Tuesday, March 22, 2011

10 reasons why we shouldn't defund NPR



With the economy the way it is there is no doubt the government is looking for things to cut back on. Sure we have trillions tied up in pointless foreign wars, subsidies for billionaires, live babies to feed Sarah Palin (that baby she holds in public is not her child, it's her snack.), and hush money to keep all those gay prostitutes Rick Santorum frequents quiet but those things can't be helped. As always cutbacks fall on education (hopefully the rapture will come before the future gets here) and NPR. While attempting to pay of the national debt/deficit by cutting some of the least funded programs is much like giving up your daily insulin to pay for a $500,000 dollar yacht in the middle of landlocked Candyland there are still groups ineffectively pushing for this inane budget change.

Maybe I'm jaded by my enjoyment of the news and knowledge of things like this so lets look at some of possible results of defunding NPR.

10 Reasons Why We Shouldn't Defund NPR


1. They will add fart sound effects between stories during the BBC world news.

2. Regional Local Interest shows will be forced to cover things that are actually interesting.

3. Only half the things will be considered on "All things considered".

4. In an attempt to get enough ratings to stay on the air Diane Rhem will resort to showing her boobs.


5. "Talk of the Nation" will be forced to include what the nation is really talking about, fart jokes and Charlie Sheen.

6. Science Friday will be forced to include mediocre soft sciences like Psychology and Sociology.

7. Neal Conan sucks at pan handling.


8. Prairie Home Companion will get twice the airtime.

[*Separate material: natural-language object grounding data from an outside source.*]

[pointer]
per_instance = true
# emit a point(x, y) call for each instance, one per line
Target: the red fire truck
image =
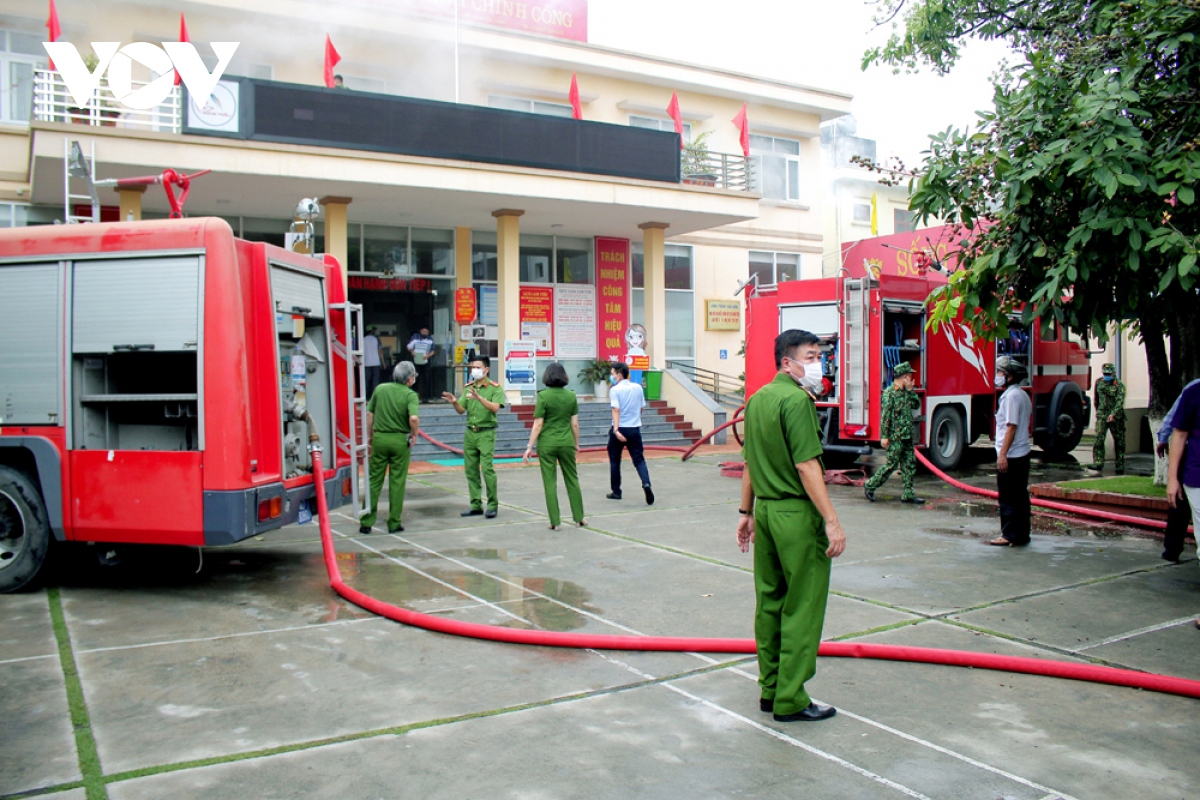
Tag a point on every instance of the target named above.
point(160, 383)
point(871, 318)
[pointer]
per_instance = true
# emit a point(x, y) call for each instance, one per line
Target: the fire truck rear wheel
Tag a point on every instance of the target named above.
point(24, 530)
point(947, 440)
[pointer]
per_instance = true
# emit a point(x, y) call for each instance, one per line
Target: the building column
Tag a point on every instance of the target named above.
point(508, 282)
point(655, 299)
point(462, 274)
point(131, 203)
point(336, 233)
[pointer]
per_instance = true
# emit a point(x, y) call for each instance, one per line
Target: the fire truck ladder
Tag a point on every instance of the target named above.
point(856, 296)
point(75, 164)
point(357, 382)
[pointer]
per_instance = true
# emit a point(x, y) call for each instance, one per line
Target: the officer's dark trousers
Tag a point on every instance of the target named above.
point(1014, 500)
point(634, 443)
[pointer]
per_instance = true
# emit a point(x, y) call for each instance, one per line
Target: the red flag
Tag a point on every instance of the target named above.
point(183, 37)
point(744, 126)
point(675, 113)
point(52, 24)
point(576, 106)
point(331, 59)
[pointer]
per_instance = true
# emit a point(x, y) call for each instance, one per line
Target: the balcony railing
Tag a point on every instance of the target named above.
point(53, 103)
point(724, 169)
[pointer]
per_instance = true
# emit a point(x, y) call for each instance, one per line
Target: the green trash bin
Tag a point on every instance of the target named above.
point(653, 384)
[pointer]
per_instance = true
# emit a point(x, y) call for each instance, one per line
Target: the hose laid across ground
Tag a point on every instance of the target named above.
point(1092, 673)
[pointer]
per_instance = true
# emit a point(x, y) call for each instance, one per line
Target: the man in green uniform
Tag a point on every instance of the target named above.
point(480, 402)
point(391, 429)
point(897, 434)
point(786, 513)
point(1109, 401)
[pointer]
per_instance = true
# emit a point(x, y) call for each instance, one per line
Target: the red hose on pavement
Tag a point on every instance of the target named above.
point(1111, 675)
point(1128, 519)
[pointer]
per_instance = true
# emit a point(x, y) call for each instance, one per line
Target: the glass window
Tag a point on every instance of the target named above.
point(535, 256)
point(385, 250)
point(484, 260)
point(433, 251)
point(681, 325)
point(677, 259)
point(905, 221)
point(777, 167)
point(573, 259)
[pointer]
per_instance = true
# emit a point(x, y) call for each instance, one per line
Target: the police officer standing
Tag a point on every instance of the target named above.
point(480, 401)
point(897, 433)
point(1109, 401)
point(786, 513)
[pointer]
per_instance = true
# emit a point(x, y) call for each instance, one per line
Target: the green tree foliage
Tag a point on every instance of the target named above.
point(1081, 182)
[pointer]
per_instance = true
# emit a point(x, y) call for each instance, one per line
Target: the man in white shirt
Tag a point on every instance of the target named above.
point(372, 359)
point(1013, 455)
point(628, 401)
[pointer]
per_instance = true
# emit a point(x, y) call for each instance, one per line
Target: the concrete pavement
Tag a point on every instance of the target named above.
point(244, 675)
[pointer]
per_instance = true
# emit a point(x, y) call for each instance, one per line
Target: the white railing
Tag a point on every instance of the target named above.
point(53, 103)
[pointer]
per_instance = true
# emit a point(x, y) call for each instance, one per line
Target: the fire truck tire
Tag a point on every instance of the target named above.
point(1068, 426)
point(24, 530)
point(947, 440)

9. The woman who reads the news hour brief will be forced to pepper in world news during sex chat on her 900 number. Phrases like "Yes penetrate me hard like united nations forces did today while entering Libyan airspace", "I've spilled oil all over my hot jugs much like the spill found today in gulf that appears to be leaking from the Matterhorn Seastar oil rig.", "I'm having 7 orgasms which was the number votes cast in the Supreme court to overide a decision made by the Kansas State legislature", and "Yes poop on my chest, today MIT announced plans to utilize human waste as biofuel to generate electricity.".


10. Terry Gross will be forced to become a prostitute.